Pour cela, les Pyramides organisées par la Fédération des promoteurs immobiliers, ou en core le Challenge de l’habitat innovant du Pôle Habitat FFB sont des compétitions majeures, pas seulement aimables. Elles sont encouragées et soutenues par des industriels qui portent eux-mêmes cet élan dans leur propre activité, et qui sont pour beaucoup des fleurons français. On sous-estime les progrès que ces manifestations inconnues du public et de la plupart des responsables politiques ont fait accomplir pour l’évolution des process de construction, la diversification du choix des matériaux, la modernisation de l’ergonomie de l’habitat ou encore l’équipement digital des logements. Cette semaine aura lieu, dans la même veine, la dixième édition des trophées de l’ascenseur, à l’initiative de la Fédération des ascenseurs, rassemblant quelque 190 entreprises, des majors internationaux aux entreprises familiales de grande tradition qui maillent le territoire. Sans distinction de taille, ces opérateurs rivalisent de créativité, technique, architecturale, économique, avec la préoccupation de l’écologie, et nous en profitons sans le savoir.
La compétition peut entraîner une meilleure gestion des entreprises
Nos ascenseurs ne cessent de gagner en fiabilité, en agrément, en esthétique, en sobriété énergétique. Les ascensoristes savent se plier aux contraintes des immeubles existants et rares sont ceux dans lesquels l’installation est impossible. Grâce à cet équipement, le maintien à domicile des personnes à mobilité réduite, que leur handicap soit durable ou provisoire, tels les blessés ou les femmes enceintes, est assuré et notre habitat collectif comme dans les maisons individuelles -grâce aux dispositifs d’élévation domestiques- est inclusif et accueillant. Là encore, l’émulation est à l’origine de beaucoup de ces avancées déterminantes.

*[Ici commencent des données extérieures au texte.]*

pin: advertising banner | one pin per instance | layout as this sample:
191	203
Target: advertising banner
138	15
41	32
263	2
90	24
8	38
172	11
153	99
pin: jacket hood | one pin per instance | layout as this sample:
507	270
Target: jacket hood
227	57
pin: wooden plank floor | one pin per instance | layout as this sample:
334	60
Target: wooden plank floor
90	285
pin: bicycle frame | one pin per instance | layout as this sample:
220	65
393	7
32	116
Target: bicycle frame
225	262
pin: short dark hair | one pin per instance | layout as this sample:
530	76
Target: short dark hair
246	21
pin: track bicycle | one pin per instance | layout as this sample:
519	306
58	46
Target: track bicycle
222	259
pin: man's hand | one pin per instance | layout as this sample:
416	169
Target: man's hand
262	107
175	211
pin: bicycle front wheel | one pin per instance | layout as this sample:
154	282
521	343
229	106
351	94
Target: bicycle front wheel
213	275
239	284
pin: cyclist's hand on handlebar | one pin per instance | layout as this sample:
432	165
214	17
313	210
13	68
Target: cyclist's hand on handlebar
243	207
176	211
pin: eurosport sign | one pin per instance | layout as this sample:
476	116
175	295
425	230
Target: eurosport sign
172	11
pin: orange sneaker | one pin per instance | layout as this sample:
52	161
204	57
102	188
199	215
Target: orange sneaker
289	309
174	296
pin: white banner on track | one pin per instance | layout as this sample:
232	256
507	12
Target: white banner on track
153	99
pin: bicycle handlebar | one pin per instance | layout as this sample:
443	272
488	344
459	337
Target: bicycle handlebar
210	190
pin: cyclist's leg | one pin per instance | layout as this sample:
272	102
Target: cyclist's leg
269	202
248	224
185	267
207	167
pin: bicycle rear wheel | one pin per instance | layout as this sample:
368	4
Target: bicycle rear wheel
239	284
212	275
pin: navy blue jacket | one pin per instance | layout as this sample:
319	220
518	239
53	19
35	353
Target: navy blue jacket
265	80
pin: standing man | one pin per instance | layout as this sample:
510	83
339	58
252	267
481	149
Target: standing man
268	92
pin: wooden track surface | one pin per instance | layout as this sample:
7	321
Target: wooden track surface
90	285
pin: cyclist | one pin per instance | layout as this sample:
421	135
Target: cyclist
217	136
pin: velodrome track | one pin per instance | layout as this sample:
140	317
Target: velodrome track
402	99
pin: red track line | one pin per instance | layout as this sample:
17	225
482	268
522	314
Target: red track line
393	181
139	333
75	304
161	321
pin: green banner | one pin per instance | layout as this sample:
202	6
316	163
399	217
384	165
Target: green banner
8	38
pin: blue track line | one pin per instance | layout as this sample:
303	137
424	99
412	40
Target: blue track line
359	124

La compétition, qui est un ressort efficace de l’amélioration des pratiques, peut aller jusqu’à entraîner une meilleure gestion des entreprises et à les sécuriser. Cette année, le réseau d’agences et de cabinets Imogroup a voulu que sa convention annuelle, Up’immo, qu’il désigne avec ambition comme «l’Université des professionels de l’immobilier » donne en exemple des entreprises du secteur présentant les fondamentaux les plus solides en termes de rentabilité et de croissance notamment. Trop d’acteurs auront disparu à cause de la crise que la filière a traversée et traversée encore pour beaucoup de métiers faute de solidité suffisante. La performance commence avec la résilience de l’appareil de production ou de service, au profit du client final, préservé de tout risque de défaillance.
Les trophées, des ferments de progrès
En somme, les professionnels de la filière vont devoir mettre au cœur de leur logique le progrès tous azimuts, et reprendre le pouvoir. On ne peut se cacher que dans la filière ils ont été excessivement dépendants de l’État et que pour l’État ces habits tutélaires sont devenus trop grands. Il les porte difficilement. C’est exaltant au fond. Une exigence également pour les écoles qui forment aux métiers de l’immobilier: l’état d’esprit de la compétition qui pousse à l’excellence est désormais le bon, à la condition qu’il inspire le dépassement dans la confraternité, c’est-à-dire la conscience que le progrès doit embarquer la communauté professionnelle et non laisser pour compte des acteurs.
Les organisations professionnelles s’en trouvent réévaluées et elles doivent mesurer cette responsabilité. Elles ont en effet en cette matière un rôle majeur à jouer: faire progresser sur tous les sujets les membres des professions qu’elles représentent, plus sans doute que solliciter l’État. Voilà ce que sont devenus ces trophées et ces prix: des ferments de progrès plus puissants que le soutien et l’entraînement publics.